Had To Cry Today
I spoke with Robert this morning.
Bourbon Street's dry and will likely remain dry. The waters did not make it far into the quarter and, in a demonstration worthy of middle-school physics, found it's own level, and appears not to be spreading.
The French Quarter is full of gay people who had no where else to go. Life, or some perverse and twisted form of it, continues to go on in New Orleans. Friends are calling each other to offer canned goods from their larders. Stores appear to be open, and thriving. Don, Robert's partner, was able to buy a case of bottled water last night at regular prices. Restaurants have been giving away their stock of perishables to locals.

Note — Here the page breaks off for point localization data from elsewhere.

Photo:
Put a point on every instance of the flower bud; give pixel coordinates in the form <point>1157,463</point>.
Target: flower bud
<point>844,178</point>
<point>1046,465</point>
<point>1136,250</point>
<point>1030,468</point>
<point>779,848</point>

Our president allowed Air Force One to dip to 1600 feet to get a closer look at the devastation. Amazingly enough he feels this disaster can be tackled with the few National Guards remaining in this country, and no new taxes. Gas prices? Well, tough...suckers! His corporate cronies are really reaping the profits now. Think Halliburton will get the contract to rebuild the levees?
I've had enough of the network coverage of the tragedy. Enough with the same horrifying footage looped ad nauseum to Grieg's Elegy. I'm calling a personal moratorium on earnest anchormen decrying the grim news over and over.
I'm reminded of September 12, 2001.
After watching news coverage all night of the tragedy that was taking place outside my bedroom window, I woke up to see my pal Mark's mom on TV and learned that he was on Flight #93. I shut the TV off, got dressed and went to work in an otherwise empty office. Yes, I know it's denial. But that's how I got through.
And that's how my dear friends down on Bourbon Street are getting through as well. They're just putting one foot in front of the other. Eventually, you discover you're walking again.